Frontinellina frutetorum is a species of sheet weaver found in Europe, West and Central Asia and North Africa.

== Description ==
This species has a reddish-brown front section (prosoma) and a black, oval rear section (opisthosoma) marked with white or yellow stripes. Its legs are reddish-yellow with dark bands at the joints. The female's abdomen is notably swollen and square-shaped from the side.
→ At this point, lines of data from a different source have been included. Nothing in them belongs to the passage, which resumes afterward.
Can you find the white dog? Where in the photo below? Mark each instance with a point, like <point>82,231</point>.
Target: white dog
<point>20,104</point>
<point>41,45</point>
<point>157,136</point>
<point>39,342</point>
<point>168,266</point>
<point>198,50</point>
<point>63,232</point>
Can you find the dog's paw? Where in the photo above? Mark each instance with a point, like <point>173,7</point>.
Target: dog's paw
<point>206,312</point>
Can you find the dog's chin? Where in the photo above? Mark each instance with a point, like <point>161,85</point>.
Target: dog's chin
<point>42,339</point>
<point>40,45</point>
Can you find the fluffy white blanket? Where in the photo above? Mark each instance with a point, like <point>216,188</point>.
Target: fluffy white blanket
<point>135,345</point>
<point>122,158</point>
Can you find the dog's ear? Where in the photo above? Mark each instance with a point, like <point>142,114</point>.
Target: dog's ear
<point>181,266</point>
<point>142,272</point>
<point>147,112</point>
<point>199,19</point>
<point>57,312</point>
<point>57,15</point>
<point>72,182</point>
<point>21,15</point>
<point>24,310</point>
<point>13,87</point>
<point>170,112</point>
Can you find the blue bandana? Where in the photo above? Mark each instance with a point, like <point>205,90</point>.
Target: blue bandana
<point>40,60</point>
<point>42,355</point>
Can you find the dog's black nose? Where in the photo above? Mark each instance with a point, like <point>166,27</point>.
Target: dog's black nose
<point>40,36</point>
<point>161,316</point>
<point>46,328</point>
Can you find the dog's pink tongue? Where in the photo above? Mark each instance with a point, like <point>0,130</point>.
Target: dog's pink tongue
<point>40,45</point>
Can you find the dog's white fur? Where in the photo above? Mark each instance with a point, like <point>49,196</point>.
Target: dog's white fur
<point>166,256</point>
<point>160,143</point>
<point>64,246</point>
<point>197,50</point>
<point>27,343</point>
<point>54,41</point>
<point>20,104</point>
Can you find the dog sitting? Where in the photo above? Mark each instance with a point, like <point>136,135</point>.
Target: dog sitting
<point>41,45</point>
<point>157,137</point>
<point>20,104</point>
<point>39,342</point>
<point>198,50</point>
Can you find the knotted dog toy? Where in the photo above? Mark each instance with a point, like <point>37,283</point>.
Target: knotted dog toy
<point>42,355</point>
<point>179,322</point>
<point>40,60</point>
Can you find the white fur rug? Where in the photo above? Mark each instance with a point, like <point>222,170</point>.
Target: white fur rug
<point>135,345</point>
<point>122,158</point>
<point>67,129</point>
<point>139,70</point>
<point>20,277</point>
Males are 5–6 mm long, and females are slightly larger at 5.5–6 mm.

== Distribution ==
The species exhibits a vast Palearctic distribution.It is present in Albania, Algeria, Andorra, Austria, Azerbaijan, Belgium, Bosnia and Herzegovina, Bulgaria, Croatia, Cyprus, the Czech Republic, Georgia, Germany, Greece (including Crete), France (including Corsica), Hungary, Israel, Italy (including Sardinia and Sicily), Kosovo, Liechtenstein, Moldova, Montenegro, Morocco, North Macedonia, Poland, Portugal, Romania, Russia (Central, Eastern, and Southern Russia), Serbia, Slovakia, Slovenia, Spain (including the Balearic Islands), Switzerland, Tunisia, entire Turkey, Ukraine and the United Kingdom.